We walked this trail when sun on fresh snow brought the forest a gilded opulence. At times the wind roars through these woods to rip 100 year old spruce roots from the ground so they crash into the undergrowth. Today it offers a quiet solitude and passage protected from the mixed snow and rain we drove through to reach the trailhead.
As Aki sniffs for clues of animals past I look for old friends now standing bare of snow—trees with twisted trunks supporting branches curving like the arms of ballet dancers. Some look ready to move like Tolkien’s Treebeard. Others have given way to rot and wind. Overhead a moderate wind plays a simple song in the canopy.
We pass a small pond almost entirely covered by thin ice. Four Mallards explode off its open water when I switch on my camera. This is the third or fourth time four mallards have shot into the air at our approach. The other escapes took place along other trails but I still wonder if each time involved the same gang of ducks. With them gone, we tentatively explore edge of the pond ice. It is more opaque than that covering every pond in the moraine last week but no less beautiful. Somehow dime sized ice domes have formed on the pond ice surface. Each manages to sparkle in the gloaming.

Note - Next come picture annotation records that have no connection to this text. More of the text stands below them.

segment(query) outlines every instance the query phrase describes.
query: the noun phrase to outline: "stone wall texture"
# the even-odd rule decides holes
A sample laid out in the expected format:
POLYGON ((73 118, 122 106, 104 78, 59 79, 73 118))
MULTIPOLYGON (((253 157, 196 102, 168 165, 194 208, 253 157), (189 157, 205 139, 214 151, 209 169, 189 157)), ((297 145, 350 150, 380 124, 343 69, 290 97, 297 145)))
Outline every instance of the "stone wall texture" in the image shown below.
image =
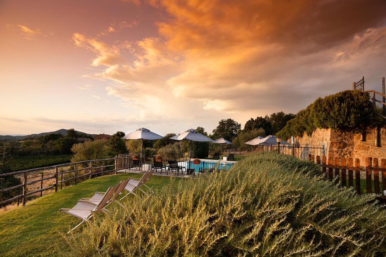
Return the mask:
POLYGON ((386 158, 386 127, 381 128, 380 147, 376 145, 376 128, 368 130, 364 141, 362 141, 361 134, 317 128, 311 137, 305 133, 303 137, 296 137, 295 141, 302 145, 323 145, 327 159, 357 158, 361 166, 364 166, 367 157, 386 158))

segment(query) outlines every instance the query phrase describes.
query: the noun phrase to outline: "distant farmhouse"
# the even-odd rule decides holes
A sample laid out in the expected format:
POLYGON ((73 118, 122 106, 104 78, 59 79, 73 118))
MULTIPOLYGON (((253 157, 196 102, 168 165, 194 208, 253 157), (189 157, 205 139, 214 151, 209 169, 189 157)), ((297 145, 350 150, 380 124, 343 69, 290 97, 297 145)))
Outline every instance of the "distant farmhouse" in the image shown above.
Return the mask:
POLYGON ((85 142, 86 141, 91 141, 91 139, 88 137, 78 137, 76 139, 76 140, 80 142, 85 142))
POLYGON ((109 140, 110 138, 111 138, 111 135, 107 135, 105 133, 94 136, 94 140, 102 140, 102 139, 109 140))

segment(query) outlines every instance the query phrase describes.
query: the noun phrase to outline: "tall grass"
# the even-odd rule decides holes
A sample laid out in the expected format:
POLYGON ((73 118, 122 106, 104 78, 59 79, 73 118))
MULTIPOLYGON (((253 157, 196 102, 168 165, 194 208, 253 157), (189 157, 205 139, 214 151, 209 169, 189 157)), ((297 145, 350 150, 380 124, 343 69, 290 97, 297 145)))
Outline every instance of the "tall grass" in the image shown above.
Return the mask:
POLYGON ((73 256, 384 255, 386 211, 320 166, 259 152, 171 184, 68 238, 73 256))

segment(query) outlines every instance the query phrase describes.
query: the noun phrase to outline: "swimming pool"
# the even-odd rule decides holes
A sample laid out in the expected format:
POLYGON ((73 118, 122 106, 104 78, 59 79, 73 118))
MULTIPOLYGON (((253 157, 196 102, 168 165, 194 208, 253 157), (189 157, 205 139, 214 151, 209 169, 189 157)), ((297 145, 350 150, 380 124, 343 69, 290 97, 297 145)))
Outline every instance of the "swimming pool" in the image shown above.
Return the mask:
MULTIPOLYGON (((190 161, 190 168, 194 169, 195 172, 198 172, 200 170, 210 169, 213 167, 215 167, 218 164, 218 161, 216 161, 215 160, 200 159, 200 164, 194 164, 193 160, 190 161)), ((218 169, 228 169, 232 167, 233 164, 236 162, 220 161, 220 164, 218 165, 218 169)), ((179 162, 178 166, 185 167, 186 169, 188 169, 189 167, 189 161, 188 160, 186 161, 179 162)))

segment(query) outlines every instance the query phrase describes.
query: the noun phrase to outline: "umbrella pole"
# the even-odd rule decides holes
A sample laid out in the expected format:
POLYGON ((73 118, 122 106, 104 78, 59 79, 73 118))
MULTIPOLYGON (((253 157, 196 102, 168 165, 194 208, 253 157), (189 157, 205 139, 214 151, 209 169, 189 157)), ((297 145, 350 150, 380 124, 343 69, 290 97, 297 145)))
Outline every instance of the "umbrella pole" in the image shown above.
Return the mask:
POLYGON ((190 146, 189 147, 189 172, 190 172, 190 155, 192 151, 192 141, 190 140, 190 146))

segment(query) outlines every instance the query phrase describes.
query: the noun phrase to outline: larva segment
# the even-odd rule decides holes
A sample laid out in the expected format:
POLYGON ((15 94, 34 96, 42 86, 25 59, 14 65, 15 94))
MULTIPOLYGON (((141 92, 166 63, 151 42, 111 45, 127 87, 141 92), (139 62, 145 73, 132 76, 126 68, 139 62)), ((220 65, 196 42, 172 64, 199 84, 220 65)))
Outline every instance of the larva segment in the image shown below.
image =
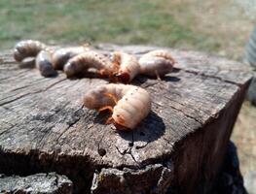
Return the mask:
POLYGON ((168 51, 153 50, 140 57, 140 74, 163 77, 171 72, 175 60, 168 51))
MULTIPOLYGON (((126 84, 104 84, 89 91, 84 97, 84 105, 89 109, 113 108, 111 119, 118 129, 133 129, 144 119, 151 110, 149 93, 138 86, 126 84), (117 104, 109 95, 118 99, 117 104)), ((110 120, 110 119, 109 119, 110 120)))
POLYGON ((26 57, 35 57, 47 46, 39 41, 26 40, 20 41, 15 46, 14 58, 21 62, 26 57))
POLYGON ((123 52, 113 52, 113 62, 119 67, 118 72, 114 74, 117 81, 130 82, 139 73, 139 64, 135 56, 123 52))
POLYGON ((53 67, 53 58, 50 51, 41 50, 36 57, 36 68, 44 77, 53 77, 56 71, 53 67))
POLYGON ((64 64, 72 57, 87 50, 85 47, 62 48, 53 53, 54 68, 62 70, 64 64))
POLYGON ((67 77, 73 77, 88 71, 90 68, 97 70, 102 76, 111 76, 116 66, 105 55, 93 50, 85 51, 68 60, 64 65, 67 77))

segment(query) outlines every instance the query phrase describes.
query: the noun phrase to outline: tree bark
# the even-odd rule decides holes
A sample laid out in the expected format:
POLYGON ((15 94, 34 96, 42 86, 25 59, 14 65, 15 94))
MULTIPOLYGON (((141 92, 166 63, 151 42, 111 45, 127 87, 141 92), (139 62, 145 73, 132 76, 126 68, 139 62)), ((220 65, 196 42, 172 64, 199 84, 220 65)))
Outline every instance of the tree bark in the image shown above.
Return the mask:
MULTIPOLYGON (((141 55, 159 48, 100 45, 141 55)), ((223 161, 249 85, 249 67, 196 51, 170 49, 177 61, 162 81, 139 76, 150 114, 131 132, 104 124, 83 108, 85 92, 108 81, 46 79, 0 55, 0 173, 55 171, 76 193, 207 193, 223 161)))

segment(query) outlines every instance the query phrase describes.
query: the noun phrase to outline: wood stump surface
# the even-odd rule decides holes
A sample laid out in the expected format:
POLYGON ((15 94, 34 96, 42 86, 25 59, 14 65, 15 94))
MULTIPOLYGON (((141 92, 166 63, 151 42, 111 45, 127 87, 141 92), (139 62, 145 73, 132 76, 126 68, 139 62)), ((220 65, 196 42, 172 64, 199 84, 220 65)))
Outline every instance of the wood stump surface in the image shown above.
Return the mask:
MULTIPOLYGON (((155 47, 99 45, 140 56, 155 47)), ((108 81, 43 78, 0 54, 0 173, 55 171, 75 193, 205 193, 223 160, 251 75, 247 65, 167 48, 176 60, 162 81, 138 76, 150 114, 130 132, 83 108, 84 94, 108 81)))

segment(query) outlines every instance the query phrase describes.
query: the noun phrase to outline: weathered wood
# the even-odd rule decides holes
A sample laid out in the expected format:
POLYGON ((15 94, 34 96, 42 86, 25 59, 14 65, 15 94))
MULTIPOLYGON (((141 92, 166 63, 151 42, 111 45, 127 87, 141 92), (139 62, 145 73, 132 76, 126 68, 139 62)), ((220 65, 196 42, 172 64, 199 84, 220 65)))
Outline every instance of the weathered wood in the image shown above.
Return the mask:
POLYGON ((0 192, 5 194, 71 194, 72 182, 55 173, 36 174, 24 178, 0 175, 0 192))
MULTIPOLYGON (((97 48, 136 55, 156 48, 97 48)), ((76 192, 165 193, 168 187, 207 192, 251 76, 238 62, 170 51, 177 61, 172 73, 163 81, 139 77, 132 82, 151 93, 153 106, 128 133, 113 130, 104 124, 107 115, 82 107, 85 92, 107 81, 68 80, 62 73, 42 78, 36 70, 18 69, 10 52, 3 53, 0 172, 56 171, 72 179, 76 192)))

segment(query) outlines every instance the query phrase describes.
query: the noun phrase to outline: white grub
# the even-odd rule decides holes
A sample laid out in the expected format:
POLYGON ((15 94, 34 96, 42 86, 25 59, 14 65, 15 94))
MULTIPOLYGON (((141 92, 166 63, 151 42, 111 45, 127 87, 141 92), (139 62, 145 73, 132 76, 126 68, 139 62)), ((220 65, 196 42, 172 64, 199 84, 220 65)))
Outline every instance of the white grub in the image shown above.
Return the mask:
POLYGON ((53 58, 50 51, 41 50, 36 57, 36 68, 44 77, 56 76, 56 71, 53 67, 53 58))
POLYGON ((134 55, 123 51, 114 51, 112 61, 118 66, 118 71, 113 76, 119 82, 130 82, 139 73, 139 64, 134 55))
POLYGON ((116 71, 116 66, 108 57, 99 52, 88 50, 68 60, 64 65, 64 72, 67 77, 73 77, 91 68, 98 74, 109 77, 116 71))
POLYGON ((21 62, 26 57, 35 57, 47 46, 39 41, 25 40, 20 41, 15 46, 14 58, 21 62))
POLYGON ((165 49, 157 49, 142 55, 139 59, 140 74, 163 77, 171 72, 175 60, 165 49))
POLYGON ((54 68, 62 70, 64 64, 72 57, 85 52, 88 49, 86 47, 70 47, 61 48, 53 53, 54 68))
POLYGON ((141 87, 109 83, 90 90, 84 97, 84 105, 99 112, 110 110, 117 129, 131 130, 150 113, 151 98, 141 87))

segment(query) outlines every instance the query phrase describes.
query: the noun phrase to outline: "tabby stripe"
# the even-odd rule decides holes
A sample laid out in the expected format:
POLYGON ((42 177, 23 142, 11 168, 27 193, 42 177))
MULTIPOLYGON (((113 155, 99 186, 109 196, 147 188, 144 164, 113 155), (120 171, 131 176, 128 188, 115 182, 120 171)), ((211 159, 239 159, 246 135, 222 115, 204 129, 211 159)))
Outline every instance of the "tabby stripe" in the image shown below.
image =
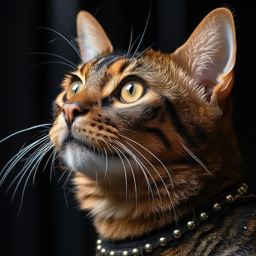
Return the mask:
POLYGON ((169 149, 171 147, 171 145, 169 142, 168 138, 159 129, 157 129, 157 128, 144 128, 143 130, 150 133, 153 133, 154 135, 156 136, 161 141, 162 144, 166 149, 169 149))
POLYGON ((163 95, 161 96, 165 102, 171 123, 174 126, 176 131, 185 139, 188 145, 193 147, 198 146, 198 142, 195 140, 193 139, 188 132, 185 126, 180 121, 175 108, 171 102, 163 95))

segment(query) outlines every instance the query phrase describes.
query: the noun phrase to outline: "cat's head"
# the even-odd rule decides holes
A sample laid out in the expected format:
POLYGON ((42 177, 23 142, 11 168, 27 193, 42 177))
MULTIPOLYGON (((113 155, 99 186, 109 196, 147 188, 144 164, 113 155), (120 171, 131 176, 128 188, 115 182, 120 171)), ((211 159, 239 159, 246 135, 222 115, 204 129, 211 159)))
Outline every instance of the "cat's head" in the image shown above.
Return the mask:
POLYGON ((220 172, 231 147, 231 13, 210 13, 172 54, 115 52, 94 17, 77 21, 83 61, 63 82, 50 132, 69 169, 132 191, 220 172))

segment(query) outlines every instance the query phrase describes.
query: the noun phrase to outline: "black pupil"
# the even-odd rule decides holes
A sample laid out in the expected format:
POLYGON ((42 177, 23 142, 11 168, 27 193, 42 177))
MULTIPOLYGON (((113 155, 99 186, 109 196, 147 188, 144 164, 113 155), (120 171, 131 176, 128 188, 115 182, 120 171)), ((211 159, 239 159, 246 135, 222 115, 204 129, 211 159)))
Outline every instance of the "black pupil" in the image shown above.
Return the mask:
POLYGON ((129 88, 129 92, 130 93, 132 94, 132 92, 133 92, 133 88, 134 88, 134 85, 133 83, 131 83, 131 86, 129 88))

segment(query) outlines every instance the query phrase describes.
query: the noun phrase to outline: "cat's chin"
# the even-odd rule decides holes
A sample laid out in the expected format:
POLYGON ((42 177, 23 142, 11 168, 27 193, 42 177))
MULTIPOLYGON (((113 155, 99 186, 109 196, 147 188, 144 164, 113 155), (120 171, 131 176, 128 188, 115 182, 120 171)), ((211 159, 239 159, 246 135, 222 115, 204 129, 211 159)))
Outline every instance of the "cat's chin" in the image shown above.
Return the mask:
POLYGON ((118 156, 90 148, 76 141, 65 143, 63 148, 61 157, 70 170, 79 172, 99 181, 105 181, 107 177, 120 180, 132 168, 138 168, 132 159, 127 157, 124 161, 118 156))

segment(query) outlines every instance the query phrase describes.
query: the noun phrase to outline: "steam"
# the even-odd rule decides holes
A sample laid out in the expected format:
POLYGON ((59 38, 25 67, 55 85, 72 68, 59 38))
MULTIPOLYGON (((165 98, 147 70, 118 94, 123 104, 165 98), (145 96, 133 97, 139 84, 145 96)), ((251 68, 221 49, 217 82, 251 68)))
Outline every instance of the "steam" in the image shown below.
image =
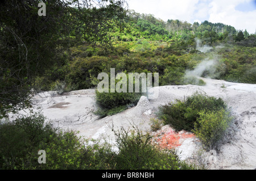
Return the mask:
MULTIPOLYGON (((196 42, 196 49, 207 53, 213 49, 208 45, 201 45, 201 41, 197 38, 196 42)), ((198 64, 193 70, 187 70, 183 77, 184 83, 203 85, 203 81, 199 79, 204 77, 208 78, 215 78, 219 75, 217 69, 220 66, 219 57, 217 55, 211 53, 212 58, 207 58, 198 64), (212 56, 213 57, 212 58, 212 56), (201 82, 200 82, 201 81, 201 82)))
POLYGON ((216 66, 218 64, 218 61, 216 59, 205 59, 194 70, 187 70, 185 73, 185 77, 196 77, 198 78, 204 75, 204 73, 207 72, 208 78, 213 77, 215 74, 216 66))

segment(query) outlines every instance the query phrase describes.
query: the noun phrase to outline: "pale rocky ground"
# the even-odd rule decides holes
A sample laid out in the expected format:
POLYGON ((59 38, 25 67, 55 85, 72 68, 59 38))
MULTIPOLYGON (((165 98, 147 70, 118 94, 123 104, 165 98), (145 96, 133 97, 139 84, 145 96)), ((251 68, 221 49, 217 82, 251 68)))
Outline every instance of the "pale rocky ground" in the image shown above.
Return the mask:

Leaving the woods a half a mile from the car we start walking toward it on the North Douglas Highway. Up ahead two cars slow and then stop and I think they have spotted a deer. The occupants hop out with saws, not guns, looking for Christmas trees. It’s raining hard now. As the wind rises, they stand and compare the young growth along the forest edge as if they were shopping in a LA Christmas tree lot. God Blessed them as Alaskans. God bless everyone.